Çok gürültülü gelen bir sessizliğin ardından, “Samuel benim öz kuzenim olmasa bile bağlı olduğum birisi,” diye fısıldadı Sezgi. “Belki de bana gerçeği öylece söyleyemeyeceği için kuzeniyim gibi davrandı.”
“Hangi gerçeği Sezgi hangi?” diye bağırdı Ceyhun öfkeyle. “Cadı olduğunuz gerçeğini mi?”
Ulaş ile İbrahim ağızlarındaki içkileri aynı anda püskürtürken gözlerimi yavaşça yumdum ve Sezgi’nin birden ağlamaya başlamasıyla içime dolan öfkeyi durdurmaya çalıştım.
Efken ağır adımlarla Sezgi’nin yanına gidip elini kızın omzuna koyarak kızı kendine çekerken, “Evet,” dedi korumacı bir tavırla. “O bir cadı.”
Ve birden lambaderdeki ampul gürültüyle patladı.
Şimdi Sezgi’nin kızıl saçları rüzgâra tutunuyor gibi havada süzülüyor, zümrüt yeşili gözleri ise tuhaf bir şekilde çok parlak görünüyordu.
Efken ölümcül bir sesle, “Ve ben de,” dediğinde bakışlarım ona çevrildi. “Bir cadı avcısıyım.”
Saniyeler kelimelerinin içindeki harflere tutunduğunda, Sezgi’nin ince boynunu avuçlarının arasına aldığını gördüm.
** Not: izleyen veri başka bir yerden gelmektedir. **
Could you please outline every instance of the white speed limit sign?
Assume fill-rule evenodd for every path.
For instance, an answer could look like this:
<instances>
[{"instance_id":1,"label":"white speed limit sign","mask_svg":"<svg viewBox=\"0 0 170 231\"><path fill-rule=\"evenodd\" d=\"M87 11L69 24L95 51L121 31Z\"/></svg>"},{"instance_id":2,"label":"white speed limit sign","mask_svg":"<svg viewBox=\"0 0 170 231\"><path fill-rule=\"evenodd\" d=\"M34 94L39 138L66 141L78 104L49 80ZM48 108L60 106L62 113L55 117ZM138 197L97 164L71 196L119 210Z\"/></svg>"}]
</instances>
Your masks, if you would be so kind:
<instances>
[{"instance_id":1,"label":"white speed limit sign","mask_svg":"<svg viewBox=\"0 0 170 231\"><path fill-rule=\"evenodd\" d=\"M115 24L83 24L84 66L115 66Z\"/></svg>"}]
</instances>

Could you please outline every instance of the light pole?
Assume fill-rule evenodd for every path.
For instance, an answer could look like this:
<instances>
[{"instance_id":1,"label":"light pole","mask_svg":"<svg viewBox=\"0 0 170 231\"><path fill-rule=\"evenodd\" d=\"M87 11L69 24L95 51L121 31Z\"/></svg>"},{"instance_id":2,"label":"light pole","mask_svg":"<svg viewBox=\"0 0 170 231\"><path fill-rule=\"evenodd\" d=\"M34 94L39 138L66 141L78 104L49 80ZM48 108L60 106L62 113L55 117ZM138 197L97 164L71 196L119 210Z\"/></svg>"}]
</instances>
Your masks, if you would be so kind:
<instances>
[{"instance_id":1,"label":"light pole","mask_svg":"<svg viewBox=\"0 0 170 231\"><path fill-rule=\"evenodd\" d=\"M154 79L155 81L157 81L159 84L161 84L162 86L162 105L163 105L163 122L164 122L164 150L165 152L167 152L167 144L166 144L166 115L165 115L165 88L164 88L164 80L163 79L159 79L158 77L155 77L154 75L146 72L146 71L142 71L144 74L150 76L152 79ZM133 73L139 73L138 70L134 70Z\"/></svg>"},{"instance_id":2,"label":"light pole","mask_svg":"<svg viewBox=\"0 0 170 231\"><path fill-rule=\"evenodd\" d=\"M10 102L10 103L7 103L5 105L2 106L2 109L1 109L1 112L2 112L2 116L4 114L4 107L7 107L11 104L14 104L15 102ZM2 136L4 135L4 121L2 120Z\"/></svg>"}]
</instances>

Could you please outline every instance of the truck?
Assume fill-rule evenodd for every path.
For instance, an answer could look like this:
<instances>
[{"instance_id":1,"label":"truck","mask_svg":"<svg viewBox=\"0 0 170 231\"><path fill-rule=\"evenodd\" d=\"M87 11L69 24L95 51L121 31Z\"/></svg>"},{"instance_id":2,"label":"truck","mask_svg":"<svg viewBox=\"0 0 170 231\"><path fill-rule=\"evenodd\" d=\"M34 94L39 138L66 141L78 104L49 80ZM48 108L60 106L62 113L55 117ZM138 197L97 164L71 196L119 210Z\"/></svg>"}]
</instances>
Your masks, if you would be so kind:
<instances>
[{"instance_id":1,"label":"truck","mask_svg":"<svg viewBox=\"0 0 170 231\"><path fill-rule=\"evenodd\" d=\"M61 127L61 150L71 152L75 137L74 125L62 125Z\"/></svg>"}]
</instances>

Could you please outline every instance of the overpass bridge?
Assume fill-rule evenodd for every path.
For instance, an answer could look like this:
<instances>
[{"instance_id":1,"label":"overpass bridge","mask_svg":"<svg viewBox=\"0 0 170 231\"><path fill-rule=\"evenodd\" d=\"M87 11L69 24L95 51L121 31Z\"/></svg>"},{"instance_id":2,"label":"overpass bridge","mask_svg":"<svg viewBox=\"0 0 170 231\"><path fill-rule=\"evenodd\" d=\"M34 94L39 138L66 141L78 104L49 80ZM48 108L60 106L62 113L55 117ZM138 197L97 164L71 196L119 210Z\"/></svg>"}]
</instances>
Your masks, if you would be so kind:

Dudaklarım tam aralanacaktı ki, bir çatırtı duydum ve gözlerimi hızla kırpıştırdım. Sezgi’nin boynunu kolayca çevirip kırmıştı.
Saniyeler içime bıçak gibi batarken nefesim göğsümün içinde kayboldu.
Sezgi cansız bir şekilde yere yığıldı.